The Q9BK’s sound is almost as potent as its pictures. Its Onkyo-designed 2.1-channel speaker system is powerful enough to cast sound far and wide across your living room, doing film soundtracks the favour of creating an audio world beyond the confines of the picture.

There’s even a mild sense of height to the Q9BK’s wall of sound, helping it get at least some benefit from the overhead effects associated with Dolby Atmos mixes. The Q9BK does a good job generally of placing subtle effects in more or less the right place in a sound mix – especially, again, if that mix is a Dolby Atmos soundtrack. 

The large circular subwoofer on the TV’s rear, meanwhile, pumps out a healthy amount of low-frequency sound to help ground action scenes and prevent treble details from sounding too shrill, bright or isolated.
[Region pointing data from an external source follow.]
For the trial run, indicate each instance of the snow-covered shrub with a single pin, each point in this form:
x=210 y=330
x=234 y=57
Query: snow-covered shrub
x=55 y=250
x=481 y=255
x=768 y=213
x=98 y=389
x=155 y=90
The bass doesn’t sound quite as refined as the crisp, clean sound from the main speakers, but it seldom succumbs to truly distracting distortions.

The speakers are powerful enough to move through plenty of gears as action or horror scenes build, too, though things can start to sound a little congested and constrained with the very densest soundtrack moments. Dialogue – especially male voices – can lose a little clarity and neutrality when the going gets tough. Once again, though, the Q9BK’s audio can be considered more than good enough for such aggressively priced TVs. And of course, you can increase sound quality by linking up a soundbar.

TCL Q9BK review: Verdict

The Q9BK is another hugely enjoyable chip off the old (well, actually quite new but already well-established) TCL block. It delivers the now familiar TCL characteristics of exceptionally bright, vibrant but also contrast-rich pictures and punchy, powerful sound at eye-catching prices.

The TV also benefits from TCL’s eagerness to please gamers as well as movie fans, and the extreme range of screen sizes available means there’s something for pretty much anyone. Even people wanting to set up a big-screen home cinema system that’s capable of doing more justice to HDR than any projector can.